Article 14 du projet de loi sur l’organisation judiciaire : la logique et la protection du justiciable l’emportent !
Le texte a été finalement amendé en commission de sorte à reconnaître aux parties en litige le droit de produire leurs documents en langue étrangère tout en conférant aux juridictions la possibilité d’en demander traduction.
Du nouveau dans le très controversé dossier de l’article 14 du projet de loi relatif à l’organisation judiciaire (Cf: Les Inspirations ÉCO du 8/07/2021). L’examen de l’article, qui était au cœur des débats de la Commission de la Justice, législation et droits de l’Homme de la première Chambre, durant pratiquement toute la semaine dernière, a finalement débouché sur un heureux dénouement 100% consensuel, jeudi dernier.

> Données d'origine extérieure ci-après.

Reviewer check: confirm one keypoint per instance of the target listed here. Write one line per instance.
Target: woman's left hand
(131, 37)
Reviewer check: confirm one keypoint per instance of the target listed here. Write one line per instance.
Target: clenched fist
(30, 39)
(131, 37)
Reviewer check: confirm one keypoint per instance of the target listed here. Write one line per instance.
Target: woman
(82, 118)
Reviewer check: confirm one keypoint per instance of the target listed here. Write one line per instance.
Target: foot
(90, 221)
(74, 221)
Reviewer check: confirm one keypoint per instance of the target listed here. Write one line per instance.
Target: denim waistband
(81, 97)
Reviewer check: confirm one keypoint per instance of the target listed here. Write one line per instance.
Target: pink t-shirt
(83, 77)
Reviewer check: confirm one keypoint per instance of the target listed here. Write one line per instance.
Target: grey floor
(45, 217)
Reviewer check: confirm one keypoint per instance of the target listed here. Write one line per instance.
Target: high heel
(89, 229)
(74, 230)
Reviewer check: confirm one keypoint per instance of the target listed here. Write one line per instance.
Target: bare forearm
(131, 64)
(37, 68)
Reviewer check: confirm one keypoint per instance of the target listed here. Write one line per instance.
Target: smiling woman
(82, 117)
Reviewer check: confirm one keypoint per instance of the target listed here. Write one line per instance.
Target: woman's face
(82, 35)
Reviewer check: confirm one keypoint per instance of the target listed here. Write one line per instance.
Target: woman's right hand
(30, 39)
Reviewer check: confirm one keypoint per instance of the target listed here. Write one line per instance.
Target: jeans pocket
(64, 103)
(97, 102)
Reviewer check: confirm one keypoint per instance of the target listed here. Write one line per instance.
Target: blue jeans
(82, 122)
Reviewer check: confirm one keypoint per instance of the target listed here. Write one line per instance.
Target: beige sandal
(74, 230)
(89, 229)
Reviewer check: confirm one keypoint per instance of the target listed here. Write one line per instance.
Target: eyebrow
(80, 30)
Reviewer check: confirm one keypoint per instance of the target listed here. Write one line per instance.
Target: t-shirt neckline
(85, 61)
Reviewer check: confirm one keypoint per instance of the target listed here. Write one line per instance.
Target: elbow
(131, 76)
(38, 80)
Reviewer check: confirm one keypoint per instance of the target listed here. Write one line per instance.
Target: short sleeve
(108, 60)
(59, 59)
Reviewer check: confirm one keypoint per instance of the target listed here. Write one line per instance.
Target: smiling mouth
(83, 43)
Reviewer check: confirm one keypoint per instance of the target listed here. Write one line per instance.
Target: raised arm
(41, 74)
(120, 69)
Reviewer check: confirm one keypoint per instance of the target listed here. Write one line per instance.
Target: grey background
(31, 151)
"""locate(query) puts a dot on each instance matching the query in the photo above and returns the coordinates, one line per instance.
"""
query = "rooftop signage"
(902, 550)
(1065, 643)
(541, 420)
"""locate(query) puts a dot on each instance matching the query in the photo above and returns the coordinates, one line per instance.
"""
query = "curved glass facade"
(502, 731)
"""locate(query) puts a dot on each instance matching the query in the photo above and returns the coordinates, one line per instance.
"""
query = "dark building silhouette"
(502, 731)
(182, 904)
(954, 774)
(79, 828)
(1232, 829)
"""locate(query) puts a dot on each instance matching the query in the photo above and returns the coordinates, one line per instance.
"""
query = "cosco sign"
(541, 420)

En effet, le texte a été amendé en commission de sorte à reconnaître aux parties d’un litige le droit de produire leurs documents en langue étrangère, tout en conférant aux juridictions la possibilité d’en demander traduction. Il faut dire qu’il y avait unanimité des membres de cette commission sur la nécessité de sa refonte. C’est ainsi que lors de son examen, les députés n’ont pas manqué de souligner la polémique qu’a suscitée ce texte, les risques encourus par son application, l’incohérence de sa rédaction et l’effet néfaste qu’il aurait sur le processus judiciaire lui-même. Sans remettre en cause le caractère officiel de la langue arabe, ils ont néanmoins relevé la réalité des langues usitées dans la pratique quotidienne et ont reconnu l’impact négatif du projet initial autant en termes de délais qu’en incidence financière sur le citoyen. Les députés ont, en somme, brandi les mêmes arguments que ceux brandis par le Collectif d’avocats qui s’est farouchement et rapidement opposé à cet article. Et le moins que l’on puisse dire, c’est que ces arguments ne laissent personne de marbre.
Un combat gagné de haute lutte par un collectif d’avocats…

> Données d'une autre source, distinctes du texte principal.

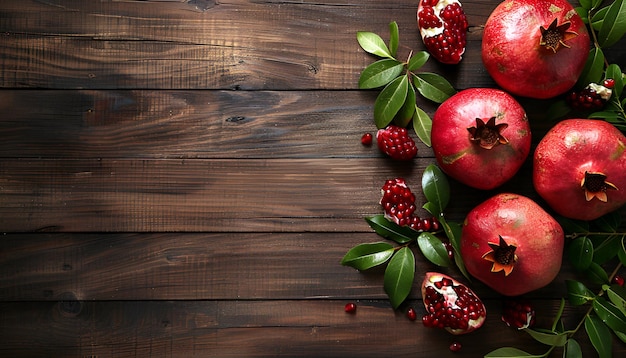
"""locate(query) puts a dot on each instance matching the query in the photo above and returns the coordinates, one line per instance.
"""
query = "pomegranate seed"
(350, 308)
(455, 346)
(411, 314)
(366, 139)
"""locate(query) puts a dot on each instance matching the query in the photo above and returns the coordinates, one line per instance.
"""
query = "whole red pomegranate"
(451, 305)
(481, 137)
(511, 244)
(579, 168)
(535, 48)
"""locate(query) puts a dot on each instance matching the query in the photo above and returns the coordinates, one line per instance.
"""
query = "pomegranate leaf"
(572, 349)
(405, 114)
(372, 43)
(390, 230)
(433, 86)
(548, 338)
(433, 249)
(614, 72)
(596, 273)
(436, 189)
(418, 60)
(614, 24)
(422, 125)
(599, 335)
(390, 100)
(380, 73)
(394, 38)
(510, 352)
(365, 256)
(617, 295)
(594, 68)
(399, 275)
(577, 293)
(609, 314)
(580, 253)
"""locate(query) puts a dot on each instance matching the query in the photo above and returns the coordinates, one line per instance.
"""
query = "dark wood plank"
(187, 124)
(206, 44)
(222, 195)
(302, 328)
(178, 266)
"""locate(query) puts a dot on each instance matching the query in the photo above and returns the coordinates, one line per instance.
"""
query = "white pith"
(434, 31)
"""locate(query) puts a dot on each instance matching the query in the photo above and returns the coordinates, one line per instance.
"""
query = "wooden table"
(181, 179)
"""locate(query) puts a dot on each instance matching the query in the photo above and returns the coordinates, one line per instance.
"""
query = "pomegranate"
(443, 27)
(481, 137)
(396, 142)
(579, 167)
(511, 244)
(535, 48)
(451, 305)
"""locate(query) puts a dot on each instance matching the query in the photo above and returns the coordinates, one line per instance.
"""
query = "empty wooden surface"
(181, 179)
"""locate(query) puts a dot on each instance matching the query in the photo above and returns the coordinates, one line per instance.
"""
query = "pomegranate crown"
(554, 37)
(502, 255)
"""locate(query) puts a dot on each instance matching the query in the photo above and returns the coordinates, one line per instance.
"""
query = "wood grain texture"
(302, 328)
(181, 178)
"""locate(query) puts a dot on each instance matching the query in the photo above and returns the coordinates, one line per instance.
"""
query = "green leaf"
(599, 335)
(380, 73)
(586, 4)
(577, 293)
(372, 43)
(580, 253)
(613, 71)
(597, 274)
(594, 68)
(390, 100)
(398, 278)
(433, 86)
(551, 339)
(422, 125)
(605, 248)
(617, 296)
(394, 38)
(418, 60)
(609, 314)
(433, 249)
(453, 231)
(365, 256)
(510, 352)
(405, 114)
(614, 24)
(572, 349)
(436, 188)
(390, 230)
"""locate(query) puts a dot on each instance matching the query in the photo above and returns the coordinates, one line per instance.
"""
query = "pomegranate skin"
(521, 222)
(512, 54)
(568, 150)
(465, 160)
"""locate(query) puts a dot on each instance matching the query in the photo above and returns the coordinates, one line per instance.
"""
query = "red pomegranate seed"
(455, 346)
(367, 139)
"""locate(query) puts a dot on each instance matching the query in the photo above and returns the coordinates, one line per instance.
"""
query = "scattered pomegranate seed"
(350, 307)
(618, 280)
(367, 139)
(455, 346)
(411, 314)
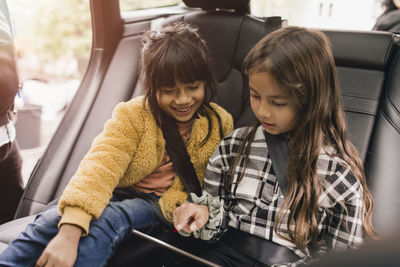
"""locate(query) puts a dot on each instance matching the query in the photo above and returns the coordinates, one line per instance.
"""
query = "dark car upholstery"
(367, 62)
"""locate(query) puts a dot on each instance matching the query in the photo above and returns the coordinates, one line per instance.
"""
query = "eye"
(167, 90)
(254, 96)
(279, 104)
(193, 86)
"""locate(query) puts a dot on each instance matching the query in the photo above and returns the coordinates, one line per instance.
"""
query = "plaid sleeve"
(214, 196)
(344, 228)
(218, 165)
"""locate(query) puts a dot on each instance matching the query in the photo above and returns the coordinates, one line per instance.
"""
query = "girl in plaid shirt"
(294, 92)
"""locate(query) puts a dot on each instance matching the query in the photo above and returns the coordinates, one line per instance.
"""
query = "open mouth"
(267, 125)
(183, 110)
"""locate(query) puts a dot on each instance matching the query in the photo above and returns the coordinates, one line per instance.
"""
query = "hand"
(190, 217)
(62, 250)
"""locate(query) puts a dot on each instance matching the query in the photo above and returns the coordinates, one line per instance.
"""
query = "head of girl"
(175, 72)
(294, 89)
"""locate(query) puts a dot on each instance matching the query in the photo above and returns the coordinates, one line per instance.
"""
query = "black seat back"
(368, 67)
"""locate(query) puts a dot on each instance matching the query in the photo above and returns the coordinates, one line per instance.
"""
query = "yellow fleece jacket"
(130, 147)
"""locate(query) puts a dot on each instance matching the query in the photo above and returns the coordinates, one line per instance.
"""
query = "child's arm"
(205, 217)
(344, 228)
(63, 248)
(90, 189)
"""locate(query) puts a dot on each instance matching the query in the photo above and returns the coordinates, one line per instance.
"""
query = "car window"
(324, 14)
(129, 5)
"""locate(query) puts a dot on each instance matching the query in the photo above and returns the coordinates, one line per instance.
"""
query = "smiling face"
(271, 105)
(182, 100)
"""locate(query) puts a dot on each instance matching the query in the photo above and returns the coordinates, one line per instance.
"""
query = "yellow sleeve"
(100, 171)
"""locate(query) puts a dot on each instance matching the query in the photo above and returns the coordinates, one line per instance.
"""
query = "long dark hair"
(302, 64)
(176, 52)
(388, 5)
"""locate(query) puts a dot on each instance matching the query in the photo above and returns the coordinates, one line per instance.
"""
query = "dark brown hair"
(176, 52)
(302, 64)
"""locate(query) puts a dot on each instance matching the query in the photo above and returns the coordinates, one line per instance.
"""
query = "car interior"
(368, 65)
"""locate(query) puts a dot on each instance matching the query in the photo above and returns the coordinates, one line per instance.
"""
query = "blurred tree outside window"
(53, 42)
(129, 5)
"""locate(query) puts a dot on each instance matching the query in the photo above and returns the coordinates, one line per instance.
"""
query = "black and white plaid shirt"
(252, 205)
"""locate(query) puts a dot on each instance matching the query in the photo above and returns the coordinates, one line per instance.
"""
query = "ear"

Pour rappel, les membres de ce collectif avaient dénoncé cet article parce que, estiment-ils, il allait alourdir les délais et processus judiciaires, notamment les délais de traitement des procédures car la décision d’acceptation de documents non traduits (ou de rejet de documents non traduits et donc d’exigence de documents traduits) ne pourrait intervenir qu’à un stade avancé de la procédure au moment de l’étude des pièces versées au dossier, ce qui implique un retour à la case départ avec d’office un allongement des délais. En effet, le tribunal saisi n’examinant les documents produits, en pratique, que lors de la mise en délibéré du dossier, le tribunal devra remettre le dossier au rôle pour inviter la partie à produire la traduction des documents, ce qui ne manquera pas de rallonger les délais de procédure. La partie adverse peut invoquer l’irrecevabilité de la demande de sorte que le dossier fera l’objet de plusieurs renvois successifs en attendant la production des traductions. Le Collectif a également déclaré que l’article 14 allait produire des goulots d’étranglement en raison des capacités numériques actuelles de traduction très limitées (volumétrie de documents à traduire/délais requis) à l’échelle nationale: 406 traducteurs assermentés pour 2.782.048 affaires judiciaires en 2020.
… contre l’aveuglement des défenseurs de la langue arabe
Ainsi, mécaniquement, les traducteurs assermentés, quelles que soient leur célérité, leur efficacité et leur mobilisation, ne pourront humainement jamais faire face dans des délais recevables et acceptables pour le justiciable à l’énorme flux qui serait généré par l’adoption de la loi en l’état et notamment de son article 14. Les membres du collectif ont aussi pointé du doigt le surcoût considérable qu’aurait induit l’application de cet article pour les citoyens dans la prise en charge de leurs procédures judiciaires. Sans oublier l’entrave à l’accès des citoyens de conditions modestes à la justice de leur pays. Cet article allait condamner de manière certaine, l’égalité d’accès à la justice aux citoyens en raison du surcoût systématique et préalable pour toute personne qui souhaiterait faire valoir ses droits et/ou se défendre. C’est ainsi que, par exemple, un citoyen salarié pour avoir accès à la justice de son pays dans le cas d’un litige avec son employeur, devra préalablement traduire son contrat de travail, ses bulletins de salaire et ses attestations de travail. Donc, un citoyen en difficulté, bien que bénéficiant de l’aide juridictionnelle devra préalablement débourser une somme importante avant de prétendre faire valoir ses droits, quel que soit le type de litige ou de juridiction.